Minister of Transport, Post and Telecommunications
- In office 1996–1997

Member of the National Assembly
- In office 1993–1999
- Constituency: Motimposo

Personal details
- Born: 7 March 1936 Khubetsoana, Basutoland
- Died: 9 May 1999 (aged 63)

= 'Mamoshebi Kabi =

Mosotho politician

'Mamoshebi Kabi (7 March 1936 – 9 May 1999) was a Mosotho politician. She was one of the first group of women elected to the National Assembly of Lesotho in 1993.

==Biography==
Kabi was born in Khubetsoana in 1936, the eighth child of Eliza Phakisi and reverend Elijah Phakisi.

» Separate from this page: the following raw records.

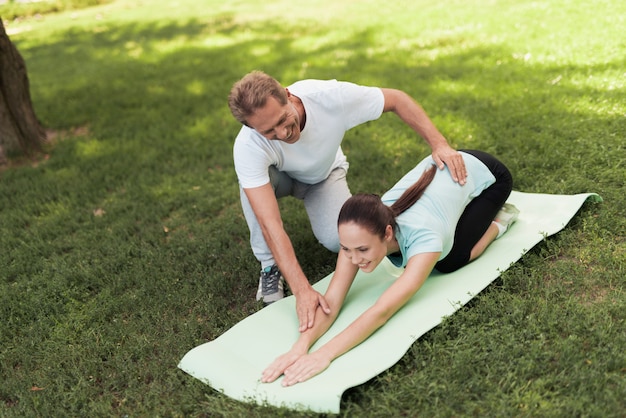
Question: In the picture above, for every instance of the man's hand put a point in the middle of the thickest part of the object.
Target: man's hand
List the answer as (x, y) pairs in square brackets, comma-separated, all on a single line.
[(446, 156), (307, 302), (305, 368)]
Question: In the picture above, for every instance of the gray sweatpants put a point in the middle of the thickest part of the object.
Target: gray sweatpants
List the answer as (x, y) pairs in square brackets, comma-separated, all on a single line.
[(322, 202)]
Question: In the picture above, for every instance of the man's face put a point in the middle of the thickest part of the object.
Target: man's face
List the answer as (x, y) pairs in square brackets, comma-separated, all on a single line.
[(277, 122)]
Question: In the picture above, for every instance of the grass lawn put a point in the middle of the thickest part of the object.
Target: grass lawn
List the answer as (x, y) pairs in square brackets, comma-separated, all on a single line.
[(125, 246)]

After attending the National University of Lesotho, she studied at Tennessee State University in the United States and St. Francis Xavier University in Canada. In 1958 she married Motete Kabi, with whom she had two daughters and two sons. Two years later she became a member of the Basutoland Congress Party (BCP). During the state of the emergency of the 1970s, Kabi was detained by police on fourteen occasions, and was tortured eleven times. She worked at the Institute of Extra Mural Studies at the National University of Lesotho and served as secretary general of the Women's League.

Kabi was a BCP candidate in the 1993 general elections, and was one of three women elected, becoming the first female members of the National Assembly. She was an Organisation of African Unity observer at the 1994 South African general elections. In 1996 she was appointed Minister of Transport, Post and Telecommunications. The following year she became the first Minister of Women's affairs, with the post renamed the Minister of Gender, Youth and Environment the following year. She died on 9 May 1999 following a long illness.